On 04/02/16 08:15, Jean-Marc Vanel wrote:
Sorry for being vague.
The RAM usage is growing, until crashing with an Out Of Memery exception.
TDB uses a bounded amount of caching, though the journal workspace can grow.
If there are lots of large literals, you'll need more heap.
The transaction system in TDB1 keeps up to 10 transaction buffered : you
can switch that off with:
TransactionManager.QueueBatchSize = 0 ;
then commits are flushed back to the main database as soon as possible.

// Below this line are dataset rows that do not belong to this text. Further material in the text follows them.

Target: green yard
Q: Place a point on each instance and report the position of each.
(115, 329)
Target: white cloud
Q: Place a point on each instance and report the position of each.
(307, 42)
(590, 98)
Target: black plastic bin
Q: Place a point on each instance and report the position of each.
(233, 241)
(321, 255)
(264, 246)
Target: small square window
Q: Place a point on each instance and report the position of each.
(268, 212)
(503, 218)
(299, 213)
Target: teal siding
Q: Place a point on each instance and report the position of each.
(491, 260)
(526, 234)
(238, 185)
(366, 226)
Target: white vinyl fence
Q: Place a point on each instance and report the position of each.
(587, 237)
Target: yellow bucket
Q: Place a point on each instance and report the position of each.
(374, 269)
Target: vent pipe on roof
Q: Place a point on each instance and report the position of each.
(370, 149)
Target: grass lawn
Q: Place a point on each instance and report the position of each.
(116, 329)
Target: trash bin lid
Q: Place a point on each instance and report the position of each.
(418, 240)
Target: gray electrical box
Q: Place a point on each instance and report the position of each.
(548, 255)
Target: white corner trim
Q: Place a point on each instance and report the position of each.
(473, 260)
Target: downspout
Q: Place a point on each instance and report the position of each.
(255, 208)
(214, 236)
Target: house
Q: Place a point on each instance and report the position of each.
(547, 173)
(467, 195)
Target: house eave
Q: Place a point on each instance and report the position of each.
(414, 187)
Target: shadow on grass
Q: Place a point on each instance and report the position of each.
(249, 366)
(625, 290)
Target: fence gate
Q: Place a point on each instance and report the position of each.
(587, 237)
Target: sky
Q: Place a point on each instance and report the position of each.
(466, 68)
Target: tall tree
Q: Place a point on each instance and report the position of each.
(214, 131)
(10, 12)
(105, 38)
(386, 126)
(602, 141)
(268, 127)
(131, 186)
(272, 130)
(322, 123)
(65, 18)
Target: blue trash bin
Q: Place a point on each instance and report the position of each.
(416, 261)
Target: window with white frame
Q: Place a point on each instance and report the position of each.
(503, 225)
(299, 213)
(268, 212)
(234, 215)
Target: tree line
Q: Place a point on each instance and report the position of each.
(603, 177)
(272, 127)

That needs no readers about.
If you have a reader that doesn't commit/end properly, the system can
never write to the main database.
If you have a system where there are always readers, it will grow but
you don't have that setup if the below is true:
AFAIK transactions occur on the same thread started by the Play! framework
and so do not overlap.
About the "pattern of transactions" , I don't know what to answer. I there
was a questionnaire I'd be glad to answer. Also I can instrument the code
if there is some procedure.
It is running with java version "1.8.0_65" , on Ubuntu 15.10 .
The test I'm going to do is to call close() and refresh the Dataset when
reaching 80% of the maximum memory .
It is a disk-backed dataset, not an TDB memory one?
Andy
2016-02-03 23:05 GMT+01:00 Andy Seaborne <[email protected]>:
Hi there -
"memory leak" has possible several meaning, not sure which you you mean:
* RAM usage is growing?
* Disk usage is growing?
* a specific file (the journal is growing)?
What is the pattern of transactions? (how many, do they overlap?)
Andy
On 03/02/16 17:47, Jean-Marc Vanel wrote:
I forgot to mention that I'm still using Jena 2.13.0 , due to Banana-RDF
not having updated.
2016-02-03 18:43 GMT+01:00 Jean-Marc Vanel <[email protected]>:
I think that the second pattern "create a dataset object on the thread",
or rather in my case
"create a dataset object for one HTTP request"
is worth trying.
And I want to know why the doc seems to prefer the first pattern.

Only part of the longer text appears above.